Chemotherapy-induced Weakness and Fatigue in Skeletal Muscle: The Role of Oxidative Stress

Laura A A Gilliam et al. Antioxid Redox Signal.

Abstract

Significance: Fatigue is one of the most common symptoms of cancer and its treatment, manifested in the clinic through weakness and exercise intolerance. These side effects not only compromise patient's quality of life (QOL), but also diminish physical activity, resulting in limited treatment and increased morbidity.

Recent advances: Oxidative stress, mediated by cancer or chemotherapeutic agents, is an underlying mechanism of the drug-induced toxicity. Nontargeted tissues, such as striated muscle, are severely affected by oxidative stress during chemotherapy, leading to toxicity and dysfunction.

Critical issues: These findings highlight the importance of investigating clinically applicable interventions to alleviate the debilitating side effects. This article discusses the clinically available chemotherapy drugs that cause fatigue and oxidative stress in cancer patients, with an in-depth focus on the anthracycline doxorubicin. Doxorubicin, an effective anticancer drug, is a primary example of how chemotherapeutic agents disrupt striated muscle function through oxidative stress.

Future directions: Further research investigating antioxidants could provide relief for cancer patients from debilitating muscle weakness, leading to improved quality of life.

Figures

FIG. 1.
FIG. 1.
Overexpression of the mitochondrial-specific antioxidant MnSOD protects against doxorubicin-induced cardiotoxicity. Electron micrographs of mouse heart 5 days after a single injection of doxorubicin (25 mg/kg). The nontransgenic mouse treated with doxorubicin (control, left) shows variations in mitochondria shape and size, loss of cristae, and exhibits focal swelling.

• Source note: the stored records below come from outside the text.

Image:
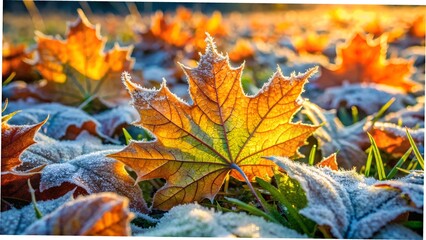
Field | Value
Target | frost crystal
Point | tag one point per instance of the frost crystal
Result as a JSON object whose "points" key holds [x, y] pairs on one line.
{"points": [[193, 220], [15, 221], [351, 205]]}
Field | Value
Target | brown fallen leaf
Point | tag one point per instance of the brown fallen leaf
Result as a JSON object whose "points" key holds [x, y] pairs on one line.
{"points": [[15, 221], [80, 163], [14, 57], [363, 60], [14, 140], [330, 161], [242, 50], [223, 132], [77, 69], [366, 97], [102, 214], [349, 141]]}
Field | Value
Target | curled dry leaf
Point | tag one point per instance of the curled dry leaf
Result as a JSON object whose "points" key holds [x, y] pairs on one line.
{"points": [[115, 119], [15, 221], [393, 139], [223, 132], [77, 69], [14, 140], [193, 220], [363, 60], [349, 204], [104, 214], [81, 163], [333, 136], [64, 122]]}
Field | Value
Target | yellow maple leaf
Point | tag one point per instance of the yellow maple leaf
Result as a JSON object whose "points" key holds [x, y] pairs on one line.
{"points": [[224, 131], [363, 60], [77, 68]]}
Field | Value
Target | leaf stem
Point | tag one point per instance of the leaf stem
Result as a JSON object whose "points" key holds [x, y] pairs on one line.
{"points": [[236, 167], [33, 199]]}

Myofilaments show disarray with loss of Z-bands. The transgenic mouse (transgene, right) that overexpresses human manganese superoxide dismutase (MnSOD) shows uniform mitochondria and intact cardiac myofilaments. Asterisks indicate damaged mitochondria, and M denotes intact mitochondria. The arrow points to intracytoplasmic vacuoles, a nonspecific indicator of cell injury. [From Yen et al. (276); reprinted with permission from the American Society of Clinical Investigation].
FIG. 2.
FIG. 2.
Doxorubicin depresses skeletal muscle force. Hindlimb muscles were obtained from rats 15 days after daily injections of doxorubicin (1.15 mg/kg/day). Muscles were placed in a tissue bath and isometric contraction measurements were made with a force transducer. Doxorubicin depressed force (N/cm2) in both the EDL (A) and soleus (B) muscles. Open symbols represent the doxorubicin group, closed symbols represent the saline injected controls (n=6–9 muscles for each group). Data are mean±SEM. ap<0.05, bp<0.01 vs. control. [From Ertunc et al. (71); reprinted with permission from S. Karger AG, Basel].
FIG. 3.
FIG. 3.
A single injection of doxorubicin depresses force in hindlimb and respiratory muscles. Figure depicts data replotted from recent reports (87, 88) and unpublished observations (L.A. Gilliam). Maximal specific force (N/cm2, Po) of soleus (open bars), EDL (hatched bars), and diaphragm (solid bars) was measured 72 h following a single injection of doxorubicin (20 mg/kg) via an intraperitoneal (left) or intravenous (right) injection (n=3–11 per muscle). Data expressed as a percent change of experimental control. Mean values shown±SEM; *p<0.01.
FIG. 4.
FIG. 4.
Hypothesized pathways for doxorubicin-induced weakness in skeletal muscle. Illustration depicts the two proposed mediators, ROS and TNF, along with hypothesized downstream signaling involved in mediating muscle weakness caused by doxorubicin. ROS, reactive oxygen species; TNF, tumor necrosis factor-alpha; TNFR1, TNF receptor subtype 1.